Der Fünfte von unserer Gesellschaft hiess Valentin Diel, ein Darmstädter, aber [er] war schon seit ein paar Jahren in America und hatte in St. Louis bis dahin Cigaren gemacht. Er war nur um ein oder zwei Jahre älter als ich und beinahe ebenso gross. Aber er hatte ein gefährlicher Leistenbruch, so dass man hätte glauben sollen, er wäre zu starken körperlichen Anstrengungen nicht fähig, was sich jedoch bei ihm nicht ganz bestähtigte. Diel sah einem Hanoveraner viel ähnlich, darum hiessen wier ihn auch oft spassweise den «Blattdeutschen»7 oder «Weissen Dicken». Er war im Allgemeinen friedfertiger Natur und lachte gern über Alles mit, auch hatte er manchmal recht drollige Einfälle. Doch konnte er auch zur Abwechslung zeigen, dass er der Falschheit nicht ganz fremd war.

Ausflug zum Arsenal

Befor ich hier weiter fortfahre, habe ich noch etwas nachzuholen, welches weiter oben am richtigen Platz gewesen wäre. Als ich das Erstemal in St. Louis war, um zu sehen, ob sich keine Gelegenheit finden liesse, um nach California zu kommen, kam es mir plötzlich in den Sinn, einmal mit einem der Omnibusse nach dem Arsirnal8 hinunter zu fahren, von welchem ich öfters gehört, es aber früher nie besucht hatte.

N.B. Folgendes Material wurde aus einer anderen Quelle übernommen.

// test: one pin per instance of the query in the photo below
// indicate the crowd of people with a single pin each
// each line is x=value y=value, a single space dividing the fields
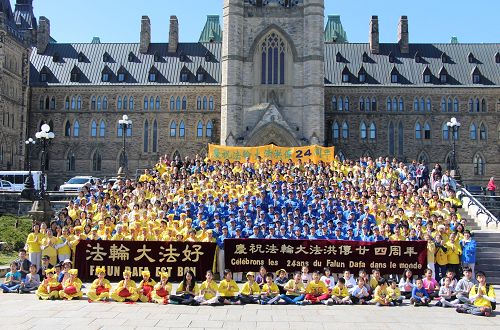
x=210 y=201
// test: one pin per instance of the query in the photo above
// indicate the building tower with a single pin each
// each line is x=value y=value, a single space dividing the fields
x=272 y=72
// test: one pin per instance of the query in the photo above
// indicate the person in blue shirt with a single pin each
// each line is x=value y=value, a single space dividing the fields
x=12 y=279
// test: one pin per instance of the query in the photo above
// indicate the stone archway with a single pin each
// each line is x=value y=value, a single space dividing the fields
x=272 y=133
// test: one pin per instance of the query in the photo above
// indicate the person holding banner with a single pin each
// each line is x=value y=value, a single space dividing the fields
x=99 y=290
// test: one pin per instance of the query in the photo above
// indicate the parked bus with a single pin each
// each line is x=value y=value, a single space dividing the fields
x=17 y=178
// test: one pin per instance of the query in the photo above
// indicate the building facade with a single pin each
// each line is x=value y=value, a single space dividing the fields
x=271 y=73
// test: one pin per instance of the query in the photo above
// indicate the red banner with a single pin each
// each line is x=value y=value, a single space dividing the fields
x=391 y=257
x=117 y=256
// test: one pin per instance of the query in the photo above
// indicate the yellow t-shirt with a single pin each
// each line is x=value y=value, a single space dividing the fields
x=228 y=289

Mein Ziel war bald erreicht, und ich trat durch das Portal in die Landschaftsgarten änlichen Anlagen des die Gebäude umgebenden Lokales. Grosse, regelmässig aufgepeigte Haufen von Kanonenkugeln und ein paar kleine Kanonen zogen meine erste Aufmerksammkeit auf sich, welche ich mir ein wenig ansah. Neben der Einfahrt waren ein oder zwei Mann als Wache aufgestellt, weiter drin standen einige Soldaten, sich miteinander unterhaltend, und jetzt sah ich ein grosser, aufrechter, schon ein wenig grauer Feldweibel oder Wachtmeister auf mich zuschreiten, welcher mich ohne Umstände sogleich auf deutsch anredete: «Wie gefällt es Ihnen hier, junger Freund? Nicht wahr, es ist recht schön hier?» und dergleichen, welches ich, wie es sich versteht, bejahend beantwortete. «Ich stelle mir vor», fuhr er fort, «Sie haben Lust, in den Dienst zu tretten, nicht wahr? Wier können gerade einige kräftigen jungen Männer, wie Sie sind, gebrauchen; Sie gefallen mir recht gut, und da finden Sie gerade die beste Gelegenheit!» Meine Antwort, dass ich nicht gekommen sei, in den Militärdienst9 zu tretten, wollte der stramme Graubart nicht glauben. «Ei was da», meinte er, «warum sollten Sie denn hieher gekommen [sein], als um Dienst zu nehmen! Das ist das Allerbeste, was ein junger Mann thun kann. Hier bekommt man eilf Dollars Lohn per Monat, man hat guten Unterhalt, billige und gute Kleidung, und wenn man krank wird, hat man die beste Pflege nebst Medizin umsonst und bekömmt noch seinen Lohn dessen ungeachtet. Sehen Sie sich einmal recht um», fuhr er dann fort, «ich denke, Sie werden wol ihre Gedanken endern, noch ehe Sie den Platz verlassen. Wier sprechen dann noch Einmal miteinander.»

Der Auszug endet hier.